Doch von vorne: Gleich zum Amtsantritt habe er sein Wahlkampfthema Schulkindbetreuung anpacken müssen, berichtet Kuhl dem Gremium von einem Personalproblem, das es kurzfristig zu lösen galt. Was gelungen sei. Inzwischen gebe es wieder vier Personen, die sich vor und nach dem Unterricht um die Erst- bis Viertklässler kümmerten. Aufgefallen sei im Zug der Neubesetzung aber, dass das seither extrem flexible System kaum mehr zu handhaben sei. Bislang könnten die Eltern nicht nur zwischen sieben verschiedenen Modellen und Zeiträumen frei wählen, sondern die Anmeldung jederzeit erweitern oder verkürzen. Da organisatorisch den Überblick zu behalten, sei eine fast nicht zumutbare Herausforderung, meinte der Bürgermeister und schlug deshalb folgende Systematik vor,

- dass erstens künftig nur noch zwischen drei kombinierbaren Zeiträumen gewählt werden kann: 7 bis 8.15 Uhr; 11.45 bis 14 Uhr; 14 bis 16 Uhr.

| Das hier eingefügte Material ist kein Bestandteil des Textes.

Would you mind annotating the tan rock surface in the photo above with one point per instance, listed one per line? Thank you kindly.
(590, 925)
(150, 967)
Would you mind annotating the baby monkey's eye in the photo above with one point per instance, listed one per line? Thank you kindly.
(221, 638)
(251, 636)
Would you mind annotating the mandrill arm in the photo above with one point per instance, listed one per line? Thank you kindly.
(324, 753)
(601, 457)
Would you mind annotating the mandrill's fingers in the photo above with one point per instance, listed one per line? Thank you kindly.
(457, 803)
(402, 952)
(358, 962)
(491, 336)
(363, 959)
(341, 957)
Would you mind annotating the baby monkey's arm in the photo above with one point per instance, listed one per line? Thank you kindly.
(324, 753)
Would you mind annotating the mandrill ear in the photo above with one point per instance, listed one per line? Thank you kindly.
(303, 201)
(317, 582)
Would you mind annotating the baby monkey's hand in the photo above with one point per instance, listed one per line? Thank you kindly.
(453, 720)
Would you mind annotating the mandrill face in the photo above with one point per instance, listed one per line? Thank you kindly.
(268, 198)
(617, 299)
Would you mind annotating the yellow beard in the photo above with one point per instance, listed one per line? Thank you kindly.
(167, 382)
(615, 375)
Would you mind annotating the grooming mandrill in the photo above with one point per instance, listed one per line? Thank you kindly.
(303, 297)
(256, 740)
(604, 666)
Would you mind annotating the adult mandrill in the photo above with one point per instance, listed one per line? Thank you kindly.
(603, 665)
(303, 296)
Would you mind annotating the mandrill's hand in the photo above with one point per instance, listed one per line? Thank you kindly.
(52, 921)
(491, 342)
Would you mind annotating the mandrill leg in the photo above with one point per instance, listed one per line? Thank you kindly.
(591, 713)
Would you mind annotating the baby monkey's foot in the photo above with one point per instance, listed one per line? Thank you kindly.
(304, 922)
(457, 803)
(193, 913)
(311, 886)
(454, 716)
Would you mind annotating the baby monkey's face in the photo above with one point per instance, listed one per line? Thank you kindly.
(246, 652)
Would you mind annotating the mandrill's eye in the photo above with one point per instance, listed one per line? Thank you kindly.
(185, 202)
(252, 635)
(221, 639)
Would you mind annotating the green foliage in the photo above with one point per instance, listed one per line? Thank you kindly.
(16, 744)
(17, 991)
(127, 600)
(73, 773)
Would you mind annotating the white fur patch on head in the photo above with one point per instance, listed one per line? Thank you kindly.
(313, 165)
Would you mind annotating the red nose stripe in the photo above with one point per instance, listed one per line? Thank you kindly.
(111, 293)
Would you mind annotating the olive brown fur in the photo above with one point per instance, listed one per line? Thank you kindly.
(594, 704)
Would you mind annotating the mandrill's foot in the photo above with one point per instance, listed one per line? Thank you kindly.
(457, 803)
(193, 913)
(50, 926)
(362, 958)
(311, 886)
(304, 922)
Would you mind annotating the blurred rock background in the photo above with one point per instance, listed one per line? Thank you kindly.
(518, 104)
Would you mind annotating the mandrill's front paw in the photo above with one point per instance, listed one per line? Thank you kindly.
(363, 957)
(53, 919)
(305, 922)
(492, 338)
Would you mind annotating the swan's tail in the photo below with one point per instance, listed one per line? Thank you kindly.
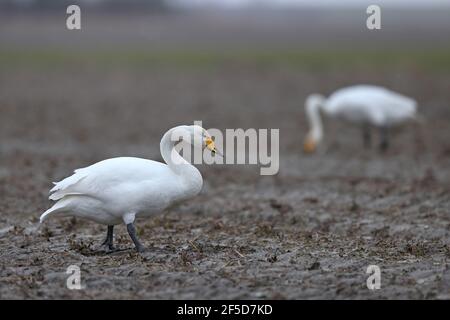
(59, 207)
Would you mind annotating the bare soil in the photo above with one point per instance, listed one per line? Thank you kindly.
(308, 232)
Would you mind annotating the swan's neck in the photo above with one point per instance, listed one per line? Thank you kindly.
(315, 122)
(190, 176)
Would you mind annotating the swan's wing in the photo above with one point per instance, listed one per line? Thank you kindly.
(94, 180)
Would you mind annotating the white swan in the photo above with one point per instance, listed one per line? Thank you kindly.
(362, 104)
(119, 190)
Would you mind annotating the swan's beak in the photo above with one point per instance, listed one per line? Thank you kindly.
(310, 145)
(212, 147)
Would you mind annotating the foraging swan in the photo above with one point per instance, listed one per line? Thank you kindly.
(119, 190)
(362, 104)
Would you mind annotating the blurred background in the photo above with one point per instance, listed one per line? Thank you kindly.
(137, 68)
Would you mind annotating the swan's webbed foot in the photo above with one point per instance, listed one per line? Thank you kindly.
(132, 232)
(108, 245)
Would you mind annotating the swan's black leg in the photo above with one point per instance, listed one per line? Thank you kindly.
(384, 138)
(132, 232)
(109, 238)
(367, 137)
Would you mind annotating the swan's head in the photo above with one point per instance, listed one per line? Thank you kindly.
(199, 137)
(313, 104)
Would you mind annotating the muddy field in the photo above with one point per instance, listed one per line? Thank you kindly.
(308, 232)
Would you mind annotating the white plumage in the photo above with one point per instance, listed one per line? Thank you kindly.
(118, 190)
(362, 104)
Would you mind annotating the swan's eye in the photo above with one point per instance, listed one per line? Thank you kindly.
(208, 141)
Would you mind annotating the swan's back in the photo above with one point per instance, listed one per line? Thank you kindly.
(373, 104)
(92, 180)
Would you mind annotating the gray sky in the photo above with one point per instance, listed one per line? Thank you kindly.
(313, 3)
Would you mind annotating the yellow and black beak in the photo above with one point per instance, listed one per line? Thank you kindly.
(211, 146)
(310, 145)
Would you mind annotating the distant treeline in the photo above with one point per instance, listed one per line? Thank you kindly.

- dass zweitens die Gebühren, die derzeit für eine Vollbetreuung 60 Euro pro Monat ausmachen, angehoben werden. Eine Nachbargemeinde verlange für dieselbe Leistung 175 Euro, informierte Kuhl und schlug eine Erhöhung auf insgesamt 125 Euro vor - wobei 30 Euro für Zeitraum eins zu bezahlen wären; 50 Euro für Zeitraum zwei sowie 45 Euro für Zeitraum drei zwischen 14 und 16 Uhr. Damit könne man die derzeitigen Einnahmen von 1325 Euro monatlich aufstocken auf rund 2020 Euro und steigere die Kostendeckung von rund 40 auf rund 60 Prozent.

- drittens schließlich machte sich der Bürgermeister dafür stark, dass die Anmeldung auf den Anfang des Schuljahres gebündelt werden solle, dann bindend ist und nur noch in Härtefällen - etwa wenn sich die Arbeitszeiten der Eltern verschieben - geändert werden könne.

Grundsätzlich wollte das Gremium sich einer Neuordnung der Schulkindbetreuung nicht widersetzen, weshalb es nur um Details ging: Tobias Streit ließ sich bestätigen, dass die Eltern die einzelnen Wochentage nach wie vor flexibel auswählen können. Und mit Blick auf die steigenden Gebühren mahnte er: „Da muss die Gemeinde nichts dran verdienen.“ Das Kopfnicken der anderen Mitglieder des Gremiums fasste Marco Ziegler in einen konkreten Vorschlag zusammen: „Ich denke, 100 Euro als Maximalkosten für die Bündelung aller drei Zeiträume müssten auch reichen“, sagte er und ergänzte, dass das Modell um eine halbjährliche Anmeldemöglichkeit ergänzt werden sollte.

Bürgermeister Danny Kuhl nahm diese Anregungen für den Beschluss auf, der bei einer Enthaltung gefasst wurde, nun veröffentlicht und ab 1. Januar 2022 umgesetzt werden soll. Dass für die Kinder aus Horn, wohin der Mittagsbus um 13 Uhr fährt, eine Lösung gefunden wird, forderte Friedrich Reupke. Der Schultes sagte zu, man werde mit den Eltern individuell reden.

Weil die Wirksamkeit nicht einhellig bestätigt wird und gute, sprich wirksame und zugleich leise Geräte, rund 10 000 Euro kosten, schlug der Bürgermeister vor, das Thema Luftfilter in der Schule zunächst ad acta zu legen. Mindestens sieben Geräte würden benötigt, was eine Investition von 70 000 Euro bedeute. Das Gremium stimmte zu. „Unser wichtigstes Ziel muss sein, dass die Schule offen bleibt“, forderten Marco Ziegler und Tobias Streit aber.